Ia mengingatkan bahwa sering kali aksi yang awalnya damai berubah menjadi kericuhan akibat ulah segelintir pihak yang menyusup dan memprovokasi massa. Ironisnya, dalam situasi tersebut, aparat kepolisian yang bertugas mengamankan justru kerap menjadi pihak yang disalahkan.
Lebih lanjut, Ahmad menekankan pentingnya komitmen bersama antara masyarakat dan aparat dalam menjaga ketertiban selama aksi berlangsung. Ia menyoroti bahwa prosedur seperti pemberitahuan kepada kepolisian sebelum aksi digelar seharusnya dipatuhi demi terciptanya suasana damai.

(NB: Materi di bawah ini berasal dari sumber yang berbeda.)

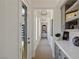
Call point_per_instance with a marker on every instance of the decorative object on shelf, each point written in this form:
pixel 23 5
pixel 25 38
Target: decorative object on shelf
pixel 76 41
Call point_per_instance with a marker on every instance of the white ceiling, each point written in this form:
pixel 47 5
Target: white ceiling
pixel 45 3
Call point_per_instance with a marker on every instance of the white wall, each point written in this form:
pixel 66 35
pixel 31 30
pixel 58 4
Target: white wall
pixel 9 29
pixel 56 23
pixel 9 25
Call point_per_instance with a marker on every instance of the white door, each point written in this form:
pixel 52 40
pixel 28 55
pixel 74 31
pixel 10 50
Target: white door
pixel 24 32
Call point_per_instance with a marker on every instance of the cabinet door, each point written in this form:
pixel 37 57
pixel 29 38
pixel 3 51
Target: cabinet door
pixel 58 52
pixel 64 56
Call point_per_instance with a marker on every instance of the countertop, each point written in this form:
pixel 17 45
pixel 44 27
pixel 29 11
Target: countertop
pixel 71 51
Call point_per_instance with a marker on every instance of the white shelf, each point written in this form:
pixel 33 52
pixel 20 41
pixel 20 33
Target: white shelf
pixel 72 18
pixel 75 6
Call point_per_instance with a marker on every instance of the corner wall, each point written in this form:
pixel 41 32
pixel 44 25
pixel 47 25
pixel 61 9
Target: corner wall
pixel 56 23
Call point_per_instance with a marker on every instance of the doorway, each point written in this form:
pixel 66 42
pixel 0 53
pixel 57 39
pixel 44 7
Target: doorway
pixel 24 32
pixel 44 30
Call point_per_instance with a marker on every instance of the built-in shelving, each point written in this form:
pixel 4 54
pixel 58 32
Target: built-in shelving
pixel 72 14
pixel 74 7
pixel 72 18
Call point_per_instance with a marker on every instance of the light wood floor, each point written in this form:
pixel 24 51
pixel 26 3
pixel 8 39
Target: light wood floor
pixel 43 51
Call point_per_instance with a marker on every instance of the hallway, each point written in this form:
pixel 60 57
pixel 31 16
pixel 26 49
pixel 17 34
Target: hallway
pixel 43 50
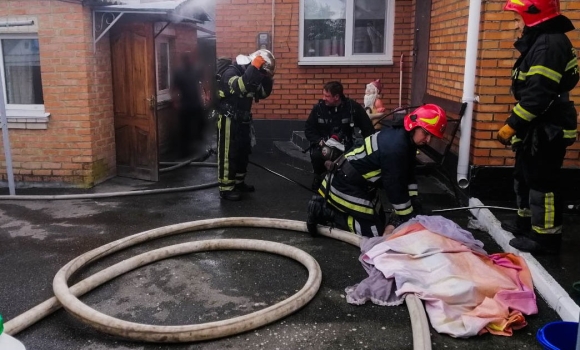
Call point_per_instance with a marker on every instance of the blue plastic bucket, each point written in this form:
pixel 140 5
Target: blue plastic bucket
pixel 558 335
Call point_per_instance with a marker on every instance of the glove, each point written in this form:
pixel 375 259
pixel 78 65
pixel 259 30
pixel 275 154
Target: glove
pixel 505 134
pixel 258 62
pixel 417 206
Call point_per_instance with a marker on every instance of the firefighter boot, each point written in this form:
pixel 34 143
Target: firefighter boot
pixel 534 242
pixel 318 213
pixel 518 226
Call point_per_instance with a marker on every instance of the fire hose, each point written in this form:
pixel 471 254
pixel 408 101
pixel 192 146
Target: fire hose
pixel 68 296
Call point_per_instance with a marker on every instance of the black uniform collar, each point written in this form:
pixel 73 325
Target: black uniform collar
pixel 558 24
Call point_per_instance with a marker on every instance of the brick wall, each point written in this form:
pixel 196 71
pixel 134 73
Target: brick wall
pixel 77 148
pixel 496 56
pixel 298 88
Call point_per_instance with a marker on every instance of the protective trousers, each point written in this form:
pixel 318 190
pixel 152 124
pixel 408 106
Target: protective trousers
pixel 537 179
pixel 317 160
pixel 234 148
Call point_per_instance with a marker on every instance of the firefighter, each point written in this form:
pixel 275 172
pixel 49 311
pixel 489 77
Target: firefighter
pixel 248 79
pixel 542 124
pixel 335 116
pixel 348 196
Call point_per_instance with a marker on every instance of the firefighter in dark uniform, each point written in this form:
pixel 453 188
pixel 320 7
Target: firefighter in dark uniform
pixel 542 123
pixel 248 79
pixel 334 116
pixel 348 196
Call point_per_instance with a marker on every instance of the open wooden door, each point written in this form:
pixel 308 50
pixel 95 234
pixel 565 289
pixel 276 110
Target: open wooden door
pixel 134 96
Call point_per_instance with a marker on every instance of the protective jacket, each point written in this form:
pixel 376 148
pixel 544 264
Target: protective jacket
pixel 541 79
pixel 239 87
pixel 325 121
pixel 386 159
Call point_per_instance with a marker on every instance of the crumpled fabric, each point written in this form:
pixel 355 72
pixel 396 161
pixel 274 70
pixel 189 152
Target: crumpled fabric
pixel 466 292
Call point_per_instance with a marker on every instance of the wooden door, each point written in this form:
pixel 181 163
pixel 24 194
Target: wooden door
pixel 134 96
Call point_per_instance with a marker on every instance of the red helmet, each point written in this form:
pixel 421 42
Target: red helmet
pixel 378 85
pixel 534 11
pixel 430 117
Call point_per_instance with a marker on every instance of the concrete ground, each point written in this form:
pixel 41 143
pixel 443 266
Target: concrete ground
pixel 38 237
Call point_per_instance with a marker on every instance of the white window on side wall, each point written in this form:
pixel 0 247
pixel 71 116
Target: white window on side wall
pixel 346 32
pixel 20 75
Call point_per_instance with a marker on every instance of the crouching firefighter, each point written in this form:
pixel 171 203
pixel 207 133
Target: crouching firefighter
pixel 249 78
pixel 348 196
pixel 335 116
pixel 542 124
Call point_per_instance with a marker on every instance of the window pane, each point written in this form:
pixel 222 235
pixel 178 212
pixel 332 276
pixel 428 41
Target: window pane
pixel 22 71
pixel 324 27
pixel 369 26
pixel 162 66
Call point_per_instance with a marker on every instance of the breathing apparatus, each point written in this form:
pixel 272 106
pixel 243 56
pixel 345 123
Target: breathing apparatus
pixel 332 148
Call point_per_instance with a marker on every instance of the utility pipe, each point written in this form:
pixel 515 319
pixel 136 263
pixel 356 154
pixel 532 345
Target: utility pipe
pixel 468 92
pixel 420 326
pixel 401 81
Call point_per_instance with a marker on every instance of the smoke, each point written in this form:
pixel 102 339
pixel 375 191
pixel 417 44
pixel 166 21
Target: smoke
pixel 199 9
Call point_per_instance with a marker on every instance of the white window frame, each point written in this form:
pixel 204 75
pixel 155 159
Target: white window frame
pixel 19 111
pixel 348 58
pixel 165 94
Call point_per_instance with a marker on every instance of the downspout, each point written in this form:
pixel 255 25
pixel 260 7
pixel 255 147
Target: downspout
pixel 468 92
pixel 273 25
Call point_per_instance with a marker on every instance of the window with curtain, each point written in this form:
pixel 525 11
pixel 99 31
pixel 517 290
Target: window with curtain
pixel 20 63
pixel 346 32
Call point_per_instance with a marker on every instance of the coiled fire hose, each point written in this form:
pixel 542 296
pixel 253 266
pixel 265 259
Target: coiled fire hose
pixel 68 296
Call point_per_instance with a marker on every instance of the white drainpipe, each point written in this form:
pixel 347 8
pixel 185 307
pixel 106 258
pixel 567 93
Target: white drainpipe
pixel 468 92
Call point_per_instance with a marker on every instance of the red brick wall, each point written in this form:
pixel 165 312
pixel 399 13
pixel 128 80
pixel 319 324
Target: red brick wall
pixel 78 146
pixel 496 56
pixel 297 88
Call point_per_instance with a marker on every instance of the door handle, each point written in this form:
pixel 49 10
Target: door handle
pixel 152 102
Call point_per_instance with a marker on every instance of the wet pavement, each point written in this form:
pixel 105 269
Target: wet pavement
pixel 38 237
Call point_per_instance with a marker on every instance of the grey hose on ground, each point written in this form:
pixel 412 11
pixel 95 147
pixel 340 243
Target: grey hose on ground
pixel 420 326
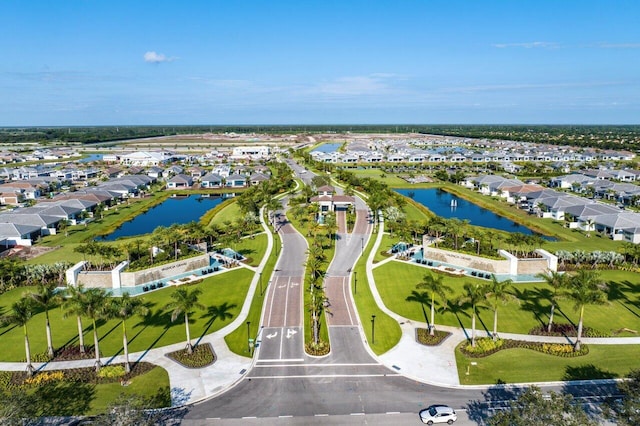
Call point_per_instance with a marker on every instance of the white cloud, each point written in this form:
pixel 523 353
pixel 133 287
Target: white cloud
pixel 156 58
pixel 530 45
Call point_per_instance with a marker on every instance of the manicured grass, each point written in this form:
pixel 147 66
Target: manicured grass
pixel 148 385
pixel 396 280
pixel 387 330
pixel 237 339
pixel 155 330
pixel 230 212
pixel 523 365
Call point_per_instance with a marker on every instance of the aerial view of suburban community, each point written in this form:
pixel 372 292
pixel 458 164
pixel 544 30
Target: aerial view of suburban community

“Tujuan kita menyampaikan aspirasi itu agar didengar, bukan untuk membuat kerusuhan. Kalau narasinya sudah negatif sejak awal, maka potensi konflik akan semakin besar,” ujarnya.
Dalam kesempatan yang sama, Ahmad juga memberikan apresiasi terhadap kinerja Kepolisian Negara Republik Indonesia yang dinilainya semakin humanis dalam mengawal berbagai kegiatan masyarakat, termasuk aksi unjuk rasa. Ia menilai, di bawah kepemimpinan Listyo Sigit Prabowo, Polri terus berbenah dan terbuka terhadap kritik.
“Kita lihat sekarang pendekatannya lebih humanis. Polri hadir bukan hanya mengamankan, tapi juga mendukung penyampaian aspirasi masyarakat,” ungkapnya.
Ahmad juga menyoroti peran besar media sosial dalam membentuk opini publik sekaligus memobilisasi massa. Ia mengingatkan bahwa platform digital kini kerap dimanfaatkan oleh pihak-pihak tidak bertanggung jawab untuk menyebarkan provokasi.
“Bahkan anak SD sekarang sudah punya media sosial. Ini jadi celah bagi kelompok tertentu untuk menyebarkan narasi negatif dan memecah belah masyarakat,” jelasnya.
Meski demikian, ia menilai Polri telah aktif melakukan kontra narasi terhadap konten-konten provokatif yang beredar di dunia maya, sebagai upaya menjaga stabilitas dan persatuan nasional.
Di akhir pernyataannya, Ahmad menyampaikan pesan khusus kepada generasi muda agar tidak mudah terprovokasi dan tetap menjaga persatuan bangsa.
“Pemuda adalah masa depan bangsa. Jangan sampai kita dipecah belah oleh kepentingan kelompok tertentu. Mari kita bersatu, jaga Indonesia, dan bersama Polri menjaga kamtibmas di seluruh wilayah,” pungkasnya.